Don’t Get Me Started, Regulars and Shorts

Don’t Get Me Started: I Like Mitt…But

By John deJong

Some disadvantages of “Mitt for Prez.”
by John deJong
I like Mitt Romney.

But if there’s one thing we should have learned with George W. Bush, it’s that cosseted, pampered rich kids make piss-poor presidents. I have no problem with parents cosseting and pampering their children. The problem is that, as presidents, children of the very rich tend to focus on maintaining the advantages their class enjoy – at the expense of the rest of us. I don’t think anyone making less than $10 million a year got anything out of Romney’s deals at Bain Capital when he worked as a captain of industry. I hesitate to call having some sharp operator turn your ancestral pile of money into an even larger pile, work. Perhaps schemes, manipulation or fraud- but never work.

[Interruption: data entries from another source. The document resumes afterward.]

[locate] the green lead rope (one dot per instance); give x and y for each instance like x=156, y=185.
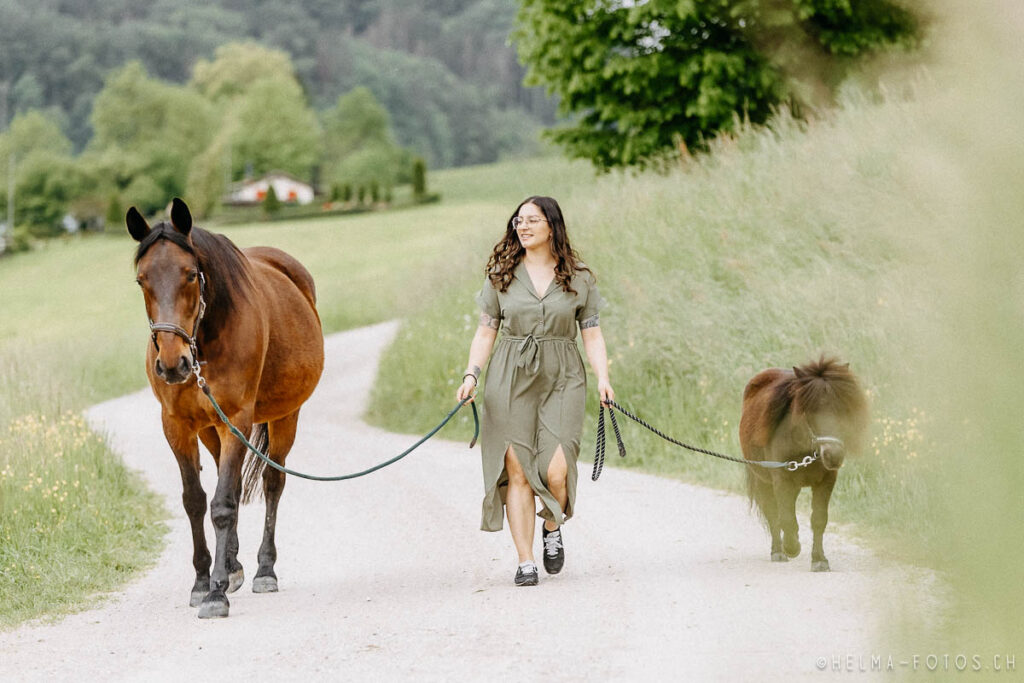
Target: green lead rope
x=242, y=437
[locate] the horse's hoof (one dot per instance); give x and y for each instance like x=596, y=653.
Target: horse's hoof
x=215, y=608
x=264, y=585
x=235, y=580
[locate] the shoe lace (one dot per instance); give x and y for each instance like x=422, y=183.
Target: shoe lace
x=553, y=543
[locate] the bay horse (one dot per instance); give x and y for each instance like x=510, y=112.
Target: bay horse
x=816, y=411
x=247, y=321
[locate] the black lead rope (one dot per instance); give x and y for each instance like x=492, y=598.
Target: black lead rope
x=599, y=451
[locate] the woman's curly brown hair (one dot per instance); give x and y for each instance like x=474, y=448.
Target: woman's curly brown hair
x=509, y=251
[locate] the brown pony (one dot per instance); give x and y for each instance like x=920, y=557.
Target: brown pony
x=248, y=318
x=816, y=411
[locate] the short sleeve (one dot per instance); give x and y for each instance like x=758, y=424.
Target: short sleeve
x=486, y=299
x=590, y=296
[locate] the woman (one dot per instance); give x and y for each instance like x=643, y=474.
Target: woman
x=537, y=292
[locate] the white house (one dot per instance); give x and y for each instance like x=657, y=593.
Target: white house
x=285, y=186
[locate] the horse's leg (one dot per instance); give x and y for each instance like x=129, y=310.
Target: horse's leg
x=236, y=575
x=194, y=501
x=821, y=494
x=281, y=437
x=224, y=514
x=785, y=505
x=212, y=442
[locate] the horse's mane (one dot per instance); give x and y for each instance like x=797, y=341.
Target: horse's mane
x=228, y=278
x=824, y=384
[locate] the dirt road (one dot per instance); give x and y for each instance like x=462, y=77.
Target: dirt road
x=388, y=578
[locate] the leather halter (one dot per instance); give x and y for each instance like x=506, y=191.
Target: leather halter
x=181, y=332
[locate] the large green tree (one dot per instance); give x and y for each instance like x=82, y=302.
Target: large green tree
x=642, y=78
x=146, y=135
x=46, y=179
x=358, y=144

One advantage the rich enjoy is a special tax break for investments like those that helped Mitt amass his vast fortune at Bain Capital. Most people making millions of dollars a year pay taxes at a rate of 25% or higher. But through the magic of strategic campaign contributions, vulture capitalists such as Mitt’s baby Bain Capital and the Blackwell Group pay only 15%- on the premise that such risky investments deserve a tax break. What is so risky about having a bunch of Harvard MBAs invest your money? “Risky” is putting your parents’ relatively miniscule inheritance into some tiny start-up. “Risky” is sending your sons and daughters to Iraq because that’s the only way they’ll get a college education.

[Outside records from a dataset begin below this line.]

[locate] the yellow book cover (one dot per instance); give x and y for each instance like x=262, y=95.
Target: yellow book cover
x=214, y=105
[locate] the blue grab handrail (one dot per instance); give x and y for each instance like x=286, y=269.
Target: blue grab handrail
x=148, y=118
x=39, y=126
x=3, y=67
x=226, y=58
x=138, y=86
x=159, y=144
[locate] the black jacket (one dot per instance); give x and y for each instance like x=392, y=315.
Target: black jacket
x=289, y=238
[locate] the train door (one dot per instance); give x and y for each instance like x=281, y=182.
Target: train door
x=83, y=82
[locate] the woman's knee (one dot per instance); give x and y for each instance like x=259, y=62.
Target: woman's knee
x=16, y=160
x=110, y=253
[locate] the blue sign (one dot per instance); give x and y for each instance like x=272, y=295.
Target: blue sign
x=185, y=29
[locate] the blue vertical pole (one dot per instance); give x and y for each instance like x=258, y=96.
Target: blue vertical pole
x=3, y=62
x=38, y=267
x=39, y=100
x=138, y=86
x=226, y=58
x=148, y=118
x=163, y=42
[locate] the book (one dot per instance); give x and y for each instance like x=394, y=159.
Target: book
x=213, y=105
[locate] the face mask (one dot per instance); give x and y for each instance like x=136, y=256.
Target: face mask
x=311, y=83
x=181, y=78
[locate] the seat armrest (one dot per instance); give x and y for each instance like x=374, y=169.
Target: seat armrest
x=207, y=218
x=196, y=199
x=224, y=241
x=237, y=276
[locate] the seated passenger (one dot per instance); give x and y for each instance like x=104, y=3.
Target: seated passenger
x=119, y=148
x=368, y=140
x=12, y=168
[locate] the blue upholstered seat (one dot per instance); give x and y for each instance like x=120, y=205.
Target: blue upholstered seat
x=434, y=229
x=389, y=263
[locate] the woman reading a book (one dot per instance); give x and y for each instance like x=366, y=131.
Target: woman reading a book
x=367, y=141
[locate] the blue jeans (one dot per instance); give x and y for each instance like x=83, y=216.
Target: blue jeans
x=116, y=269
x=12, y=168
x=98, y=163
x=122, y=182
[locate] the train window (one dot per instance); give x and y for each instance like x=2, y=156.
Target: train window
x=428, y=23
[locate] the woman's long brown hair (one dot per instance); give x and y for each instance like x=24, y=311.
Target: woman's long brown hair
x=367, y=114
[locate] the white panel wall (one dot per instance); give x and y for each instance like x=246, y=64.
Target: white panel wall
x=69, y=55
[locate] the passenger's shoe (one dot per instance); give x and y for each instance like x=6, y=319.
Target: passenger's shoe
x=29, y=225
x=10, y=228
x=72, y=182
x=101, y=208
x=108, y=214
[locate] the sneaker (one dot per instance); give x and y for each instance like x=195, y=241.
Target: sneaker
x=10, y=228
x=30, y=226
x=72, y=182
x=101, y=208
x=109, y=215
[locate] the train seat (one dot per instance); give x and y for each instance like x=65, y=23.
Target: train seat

On a different tangent: If our stock market system is so great, how come stocks can get so undervalued that the only solution is leveraged buyouts by vulture capitalists? I imagine part of the problem is that there is no such thing as perfect information but the richer you are, the better information you can get. If you can pay financial experts hundreds of thousands of dollars to do research, you can get a lot better information than the average investor has. But what’s wrong with our system of business oversight is that good information is so elusive. Our stock markets would be much more efficient if information available to the average investor were more informative. The universal availability of better market information is a mandatory prerequisite to giving individuals access to the stock market for their retirement and health care plans.

One of the reasons for Social Security and, presumably a national health insurance plan is to balance the enormous advantages the rich already enjoy in this country. The richest one million people in America are absolutely drooling over the prospect of the other 299 million of us being forced into the stock market to create our own retirement and health insurance nest eggs. They’re not just drooling, they’re pulling out their wallets and giving generously to Republican candidates. If either plan succeeds, the term “stock market” will take on a new meaning as the sheep are herded to slaughter.

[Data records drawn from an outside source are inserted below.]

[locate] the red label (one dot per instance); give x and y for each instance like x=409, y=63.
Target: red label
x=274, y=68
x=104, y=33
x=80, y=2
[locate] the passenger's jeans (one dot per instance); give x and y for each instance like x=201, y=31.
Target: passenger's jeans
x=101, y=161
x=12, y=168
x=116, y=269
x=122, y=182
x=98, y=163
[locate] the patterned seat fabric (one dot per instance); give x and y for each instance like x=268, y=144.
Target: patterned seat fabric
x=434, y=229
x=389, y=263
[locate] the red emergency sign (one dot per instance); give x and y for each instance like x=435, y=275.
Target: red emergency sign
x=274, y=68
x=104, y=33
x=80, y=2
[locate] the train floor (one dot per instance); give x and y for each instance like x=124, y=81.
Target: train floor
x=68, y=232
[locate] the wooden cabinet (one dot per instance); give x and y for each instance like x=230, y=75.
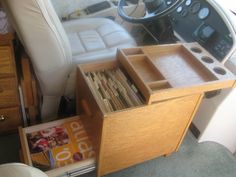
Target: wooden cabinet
x=172, y=80
x=139, y=106
x=10, y=116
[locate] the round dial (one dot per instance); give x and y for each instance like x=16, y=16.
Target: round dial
x=203, y=13
x=179, y=9
x=188, y=2
x=169, y=2
x=195, y=7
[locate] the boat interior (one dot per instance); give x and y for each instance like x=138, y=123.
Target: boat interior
x=108, y=85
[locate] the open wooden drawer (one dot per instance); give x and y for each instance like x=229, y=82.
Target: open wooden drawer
x=168, y=71
x=68, y=160
x=169, y=82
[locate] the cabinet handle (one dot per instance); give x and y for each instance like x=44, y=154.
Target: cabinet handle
x=86, y=107
x=2, y=118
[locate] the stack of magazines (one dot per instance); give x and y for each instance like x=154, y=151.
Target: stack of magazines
x=114, y=89
x=59, y=145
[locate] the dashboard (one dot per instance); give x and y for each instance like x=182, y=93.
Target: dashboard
x=197, y=20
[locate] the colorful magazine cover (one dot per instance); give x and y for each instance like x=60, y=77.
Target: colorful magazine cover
x=60, y=145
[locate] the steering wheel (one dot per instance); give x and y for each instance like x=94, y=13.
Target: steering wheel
x=153, y=9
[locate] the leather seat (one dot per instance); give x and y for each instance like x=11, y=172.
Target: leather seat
x=56, y=48
x=20, y=170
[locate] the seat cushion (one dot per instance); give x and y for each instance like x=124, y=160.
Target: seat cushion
x=94, y=39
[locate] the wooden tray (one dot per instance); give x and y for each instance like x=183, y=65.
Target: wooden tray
x=73, y=169
x=167, y=71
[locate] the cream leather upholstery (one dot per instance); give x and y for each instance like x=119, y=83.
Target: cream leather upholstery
x=55, y=48
x=20, y=170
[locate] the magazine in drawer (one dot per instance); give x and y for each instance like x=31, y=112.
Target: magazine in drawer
x=59, y=148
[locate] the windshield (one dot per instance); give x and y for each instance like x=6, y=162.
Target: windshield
x=231, y=4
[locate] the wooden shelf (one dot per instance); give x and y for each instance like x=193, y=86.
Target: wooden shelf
x=183, y=66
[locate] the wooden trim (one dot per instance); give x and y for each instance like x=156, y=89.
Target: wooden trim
x=24, y=147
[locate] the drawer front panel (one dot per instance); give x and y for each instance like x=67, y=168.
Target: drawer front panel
x=6, y=62
x=9, y=119
x=8, y=93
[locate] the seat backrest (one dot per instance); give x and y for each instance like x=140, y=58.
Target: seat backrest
x=44, y=39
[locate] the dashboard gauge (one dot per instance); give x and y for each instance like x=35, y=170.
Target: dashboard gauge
x=203, y=13
x=184, y=13
x=188, y=2
x=195, y=7
x=179, y=9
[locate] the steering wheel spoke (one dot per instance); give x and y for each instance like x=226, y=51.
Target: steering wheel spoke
x=162, y=8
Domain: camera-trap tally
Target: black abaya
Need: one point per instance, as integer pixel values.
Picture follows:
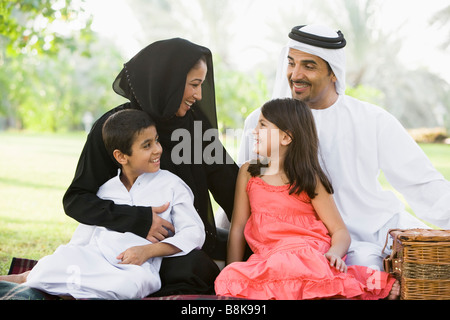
(154, 81)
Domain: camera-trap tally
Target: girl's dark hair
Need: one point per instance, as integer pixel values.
(120, 129)
(301, 163)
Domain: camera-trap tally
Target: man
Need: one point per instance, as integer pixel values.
(357, 140)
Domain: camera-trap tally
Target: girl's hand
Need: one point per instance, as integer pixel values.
(336, 261)
(134, 255)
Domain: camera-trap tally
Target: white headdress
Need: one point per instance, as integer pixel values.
(320, 41)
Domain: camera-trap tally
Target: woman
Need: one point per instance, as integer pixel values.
(159, 81)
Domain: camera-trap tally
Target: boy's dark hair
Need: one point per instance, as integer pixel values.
(121, 128)
(301, 163)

When Mitt was in Utah last month on a fund-raising trip, he emphasized the importance of strengthening the military, the economy and families-code for “stay in Iraq,” “make it easier for vulture capitalists to take the rest of us to the cleaners” and “overturn Roe v Wade,” appealing with a perfect campaign hat trick to his main constituencies: energy imperialists, filthy rich campaign contributors and the religious right.

I like Mitt. It’s just that he would be no better a president than George, only more closely in cahoots with venture capitalists than George. If that’s possible!

John deJong is associate editor of CATALYST.